The North Carolina Business Court issued a ruling May 2 in favor of Sunbelt Rentals over Head & Engquist Equipment and certain individual defendants. The ruling awards Sunbelt $15 million in damages resulting from litigation around Sunbelt’s 2000 acquisition of BET USA.
The court found defendants violated the North Carolina Unfair and Deceptive Trade Practices Act, misappropriated trade secrets, and committed civil conspiracy in their efforts to develop their aerial work platform business by raiding more than 100 staff members from the BPS division of BET. The individual defendants are Robert Hepler, president of H&E’s Hi-Lift Division; Douglas Kline, vice president and chief financial officer; Michael Quinn, product manager and eastern region vice president; Gregg Christensen, western division vice president and Brian Piersall, Charlotte, N.C., branch manager. The court found that the staff raid included two former BPS regional managers, six branch managers, and other staff members, and that H&E used this staff to open competing aerial work platform rental centers in key markets served by Sunbelt, including Atlanta, Charlotte, Tampa-Fort Myers and Orlando, Fla., Dallas and Houston.
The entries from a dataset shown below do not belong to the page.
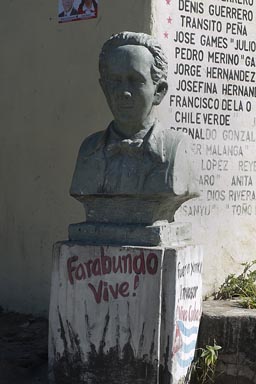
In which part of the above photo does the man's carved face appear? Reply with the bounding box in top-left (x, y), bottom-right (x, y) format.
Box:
top-left (62, 0), bottom-right (74, 12)
top-left (100, 45), bottom-right (157, 131)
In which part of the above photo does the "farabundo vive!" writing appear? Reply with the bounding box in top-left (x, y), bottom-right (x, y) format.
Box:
top-left (67, 247), bottom-right (159, 304)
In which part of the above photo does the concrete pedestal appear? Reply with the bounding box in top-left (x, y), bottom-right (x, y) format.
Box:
top-left (68, 221), bottom-right (192, 246)
top-left (49, 242), bottom-right (202, 384)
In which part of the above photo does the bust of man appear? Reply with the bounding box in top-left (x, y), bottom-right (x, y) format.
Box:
top-left (70, 32), bottom-right (198, 226)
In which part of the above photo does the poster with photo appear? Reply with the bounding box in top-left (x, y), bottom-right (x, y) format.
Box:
top-left (58, 0), bottom-right (98, 23)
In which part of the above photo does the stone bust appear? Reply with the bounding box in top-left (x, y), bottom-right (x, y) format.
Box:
top-left (70, 32), bottom-right (198, 227)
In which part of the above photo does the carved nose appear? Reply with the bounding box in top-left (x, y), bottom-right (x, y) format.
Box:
top-left (123, 91), bottom-right (132, 98)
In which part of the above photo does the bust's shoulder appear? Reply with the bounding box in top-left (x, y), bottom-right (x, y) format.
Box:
top-left (163, 127), bottom-right (187, 143)
top-left (162, 128), bottom-right (191, 157)
top-left (78, 130), bottom-right (107, 156)
top-left (150, 124), bottom-right (188, 158)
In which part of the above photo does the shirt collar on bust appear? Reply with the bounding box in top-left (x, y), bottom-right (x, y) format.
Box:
top-left (83, 120), bottom-right (164, 161)
top-left (105, 120), bottom-right (164, 161)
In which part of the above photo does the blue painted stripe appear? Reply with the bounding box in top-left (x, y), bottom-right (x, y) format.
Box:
top-left (176, 353), bottom-right (194, 368)
top-left (177, 321), bottom-right (199, 337)
top-left (181, 339), bottom-right (197, 354)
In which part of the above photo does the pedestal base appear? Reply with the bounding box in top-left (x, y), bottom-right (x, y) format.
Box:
top-left (68, 221), bottom-right (192, 246)
top-left (49, 242), bottom-right (203, 384)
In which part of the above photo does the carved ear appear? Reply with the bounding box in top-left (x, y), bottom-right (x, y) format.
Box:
top-left (153, 80), bottom-right (168, 105)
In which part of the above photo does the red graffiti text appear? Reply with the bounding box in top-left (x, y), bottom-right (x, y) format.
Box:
top-left (67, 247), bottom-right (159, 285)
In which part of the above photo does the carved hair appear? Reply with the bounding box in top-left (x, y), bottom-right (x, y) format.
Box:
top-left (99, 31), bottom-right (168, 84)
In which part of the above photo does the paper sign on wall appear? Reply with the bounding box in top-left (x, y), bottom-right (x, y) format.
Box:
top-left (58, 0), bottom-right (98, 23)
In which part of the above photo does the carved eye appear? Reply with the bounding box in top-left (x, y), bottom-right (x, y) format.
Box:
top-left (107, 76), bottom-right (122, 84)
top-left (128, 75), bottom-right (145, 85)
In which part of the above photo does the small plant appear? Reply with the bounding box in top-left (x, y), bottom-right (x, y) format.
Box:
top-left (214, 260), bottom-right (256, 309)
top-left (190, 340), bottom-right (222, 384)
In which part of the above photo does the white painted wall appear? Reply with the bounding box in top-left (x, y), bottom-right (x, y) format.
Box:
top-left (152, 0), bottom-right (256, 296)
top-left (0, 0), bottom-right (151, 315)
top-left (1, 0), bottom-right (255, 315)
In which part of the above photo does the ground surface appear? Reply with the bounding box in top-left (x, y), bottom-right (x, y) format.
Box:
top-left (1, 302), bottom-right (255, 383)
top-left (0, 311), bottom-right (48, 384)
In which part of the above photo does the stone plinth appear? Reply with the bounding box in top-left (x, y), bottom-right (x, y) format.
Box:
top-left (49, 242), bottom-right (202, 384)
top-left (79, 195), bottom-right (196, 225)
top-left (69, 221), bottom-right (192, 246)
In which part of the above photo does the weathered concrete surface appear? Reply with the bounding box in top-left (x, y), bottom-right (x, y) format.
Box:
top-left (69, 221), bottom-right (192, 246)
top-left (49, 242), bottom-right (203, 383)
top-left (198, 300), bottom-right (256, 384)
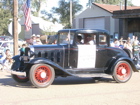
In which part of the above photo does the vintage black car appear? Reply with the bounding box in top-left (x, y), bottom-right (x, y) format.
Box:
top-left (9, 29), bottom-right (139, 88)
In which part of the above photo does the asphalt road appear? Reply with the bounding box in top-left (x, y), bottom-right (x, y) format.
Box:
top-left (0, 71), bottom-right (140, 105)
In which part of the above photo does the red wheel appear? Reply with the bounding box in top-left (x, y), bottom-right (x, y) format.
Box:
top-left (112, 61), bottom-right (132, 83)
top-left (30, 64), bottom-right (55, 88)
top-left (12, 74), bottom-right (29, 83)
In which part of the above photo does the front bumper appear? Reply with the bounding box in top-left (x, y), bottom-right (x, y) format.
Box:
top-left (5, 69), bottom-right (26, 77)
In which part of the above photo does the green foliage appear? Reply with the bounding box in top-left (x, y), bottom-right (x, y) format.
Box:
top-left (50, 0), bottom-right (83, 28)
top-left (87, 0), bottom-right (133, 6)
top-left (0, 0), bottom-right (25, 35)
top-left (41, 30), bottom-right (57, 36)
top-left (0, 6), bottom-right (12, 35)
top-left (31, 0), bottom-right (46, 17)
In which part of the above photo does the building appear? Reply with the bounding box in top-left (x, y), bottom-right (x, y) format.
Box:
top-left (74, 3), bottom-right (140, 39)
top-left (19, 16), bottom-right (64, 40)
top-left (113, 8), bottom-right (140, 39)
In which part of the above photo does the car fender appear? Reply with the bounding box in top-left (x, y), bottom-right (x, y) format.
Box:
top-left (105, 56), bottom-right (138, 75)
top-left (28, 58), bottom-right (73, 76)
top-left (123, 48), bottom-right (133, 59)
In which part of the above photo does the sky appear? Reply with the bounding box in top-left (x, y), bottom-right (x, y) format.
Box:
top-left (43, 0), bottom-right (140, 12)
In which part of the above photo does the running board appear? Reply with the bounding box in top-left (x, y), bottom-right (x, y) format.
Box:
top-left (74, 73), bottom-right (110, 78)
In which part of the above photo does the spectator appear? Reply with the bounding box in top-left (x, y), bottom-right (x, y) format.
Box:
top-left (119, 41), bottom-right (124, 49)
top-left (40, 35), bottom-right (47, 44)
top-left (127, 37), bottom-right (131, 43)
top-left (34, 39), bottom-right (43, 45)
top-left (119, 37), bottom-right (123, 42)
top-left (133, 40), bottom-right (140, 66)
top-left (30, 34), bottom-right (36, 45)
top-left (0, 50), bottom-right (6, 64)
top-left (35, 35), bottom-right (42, 45)
top-left (135, 36), bottom-right (139, 45)
top-left (125, 41), bottom-right (133, 52)
top-left (123, 40), bottom-right (127, 48)
top-left (2, 49), bottom-right (13, 70)
top-left (111, 38), bottom-right (120, 48)
top-left (19, 44), bottom-right (26, 56)
top-left (131, 35), bottom-right (135, 44)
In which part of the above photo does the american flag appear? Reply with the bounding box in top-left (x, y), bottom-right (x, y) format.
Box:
top-left (23, 0), bottom-right (32, 31)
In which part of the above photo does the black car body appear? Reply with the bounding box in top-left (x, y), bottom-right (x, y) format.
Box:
top-left (9, 29), bottom-right (139, 88)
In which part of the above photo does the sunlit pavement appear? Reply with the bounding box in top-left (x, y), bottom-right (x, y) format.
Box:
top-left (0, 71), bottom-right (140, 105)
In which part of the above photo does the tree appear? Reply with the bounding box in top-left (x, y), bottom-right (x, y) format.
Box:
top-left (0, 0), bottom-right (29, 35)
top-left (31, 0), bottom-right (46, 17)
top-left (87, 0), bottom-right (133, 6)
top-left (0, 7), bottom-right (12, 35)
top-left (0, 0), bottom-right (47, 35)
top-left (49, 0), bottom-right (83, 28)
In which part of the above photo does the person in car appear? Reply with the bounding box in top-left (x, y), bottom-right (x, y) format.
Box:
top-left (76, 35), bottom-right (83, 44)
top-left (87, 35), bottom-right (96, 45)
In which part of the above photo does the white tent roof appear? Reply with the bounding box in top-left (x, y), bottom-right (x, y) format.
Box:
top-left (31, 16), bottom-right (64, 32)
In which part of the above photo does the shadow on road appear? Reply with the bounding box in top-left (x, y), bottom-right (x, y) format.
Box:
top-left (0, 75), bottom-right (34, 88)
top-left (53, 76), bottom-right (116, 85)
top-left (0, 74), bottom-right (115, 88)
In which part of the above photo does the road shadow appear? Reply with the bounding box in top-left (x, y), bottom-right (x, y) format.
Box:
top-left (0, 74), bottom-right (34, 88)
top-left (53, 76), bottom-right (116, 85)
top-left (0, 74), bottom-right (116, 88)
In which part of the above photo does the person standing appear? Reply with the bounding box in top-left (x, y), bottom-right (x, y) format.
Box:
top-left (30, 34), bottom-right (36, 45)
top-left (35, 35), bottom-right (43, 45)
top-left (133, 40), bottom-right (140, 66)
top-left (131, 35), bottom-right (135, 44)
top-left (2, 49), bottom-right (13, 70)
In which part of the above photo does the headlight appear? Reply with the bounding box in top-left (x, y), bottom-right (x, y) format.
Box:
top-left (20, 46), bottom-right (35, 61)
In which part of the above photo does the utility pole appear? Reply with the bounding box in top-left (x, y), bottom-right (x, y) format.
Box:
top-left (70, 0), bottom-right (72, 28)
top-left (125, 0), bottom-right (127, 10)
top-left (13, 0), bottom-right (18, 55)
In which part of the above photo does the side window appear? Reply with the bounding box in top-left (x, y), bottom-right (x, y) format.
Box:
top-left (59, 32), bottom-right (74, 44)
top-left (99, 34), bottom-right (107, 46)
top-left (84, 34), bottom-right (96, 45)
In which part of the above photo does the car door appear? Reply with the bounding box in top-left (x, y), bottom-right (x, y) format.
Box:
top-left (95, 34), bottom-right (109, 68)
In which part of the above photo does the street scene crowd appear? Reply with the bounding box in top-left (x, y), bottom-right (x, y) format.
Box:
top-left (0, 34), bottom-right (140, 70)
top-left (0, 34), bottom-right (57, 71)
top-left (111, 35), bottom-right (140, 66)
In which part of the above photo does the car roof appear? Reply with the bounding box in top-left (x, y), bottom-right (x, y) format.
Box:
top-left (58, 29), bottom-right (110, 35)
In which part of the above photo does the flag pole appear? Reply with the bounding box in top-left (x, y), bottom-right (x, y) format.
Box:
top-left (70, 0), bottom-right (72, 28)
top-left (13, 0), bottom-right (19, 55)
top-left (68, 30), bottom-right (71, 67)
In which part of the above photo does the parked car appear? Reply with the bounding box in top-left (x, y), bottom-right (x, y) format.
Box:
top-left (0, 38), bottom-right (25, 53)
top-left (0, 41), bottom-right (13, 54)
top-left (0, 36), bottom-right (13, 41)
top-left (7, 29), bottom-right (139, 88)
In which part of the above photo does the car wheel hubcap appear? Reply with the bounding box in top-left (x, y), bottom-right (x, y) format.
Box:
top-left (35, 66), bottom-right (52, 83)
top-left (116, 63), bottom-right (130, 80)
top-left (121, 69), bottom-right (126, 75)
top-left (40, 72), bottom-right (47, 78)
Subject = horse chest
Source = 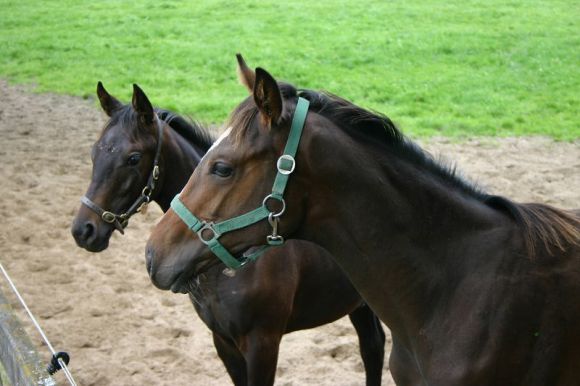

The court ruled that Hepler, Kline, Quinn, Christiansen and Piersall all had served in similar capacities at BPS before going to H&E to help that company develop its aerial work platform business in the same market areas they had developed for BPS. The court found that Hepler and Kline intended to compete with the former BPS branches by hiring key BPS personnel who would bring the information necessary to develop greenfield startups more quickly, plus key relationships with customers in the area.
The court found that H&E used customer information brought to it by the BPS employees it brought on board immediately – including pricing, customer and credit information and information related to prospective and upcoming jobs – in order to solicit and secure jobs. It also ruled that the departure of numerous employees hurt BPS, making it “unable to get equipment out to customers on a timely basis because of lack of trained personnel, including mechanics and drivers.”
The court noted that none of the employees hired by H&E, including Hepler and Kline, had any form of contract containing a restrictive covenant or covenant not to compete with BPS, now owned by Sunbelt. The court did not rule that H&E could not hire BPS employees, but that the defendants committed deliberate acts of disruption and manipulated employee departures in the form of mass resignations in a manner “calculated to handicap BPS in such a way that Hi-Lift could take competitive advantage of the situation it had unfairly created.”
In its counterclaim, H&E said that Sunbelt “resented H&E’s lawful success” and “wanted to avoid having to compete with H&E for employees and customers”. It added that Sunbelt, by filing a lawsuit, “unlawfully sought to intimidate, harass and scare smaller H&E into wasting its resources and ceasing to lawfully recruit and hire Sunbelt’s employees, pursue customers and otherwise compete with Sunbelt.”
The court did not accept H&E’s claims. H&E has the right to appeal the court’s decision.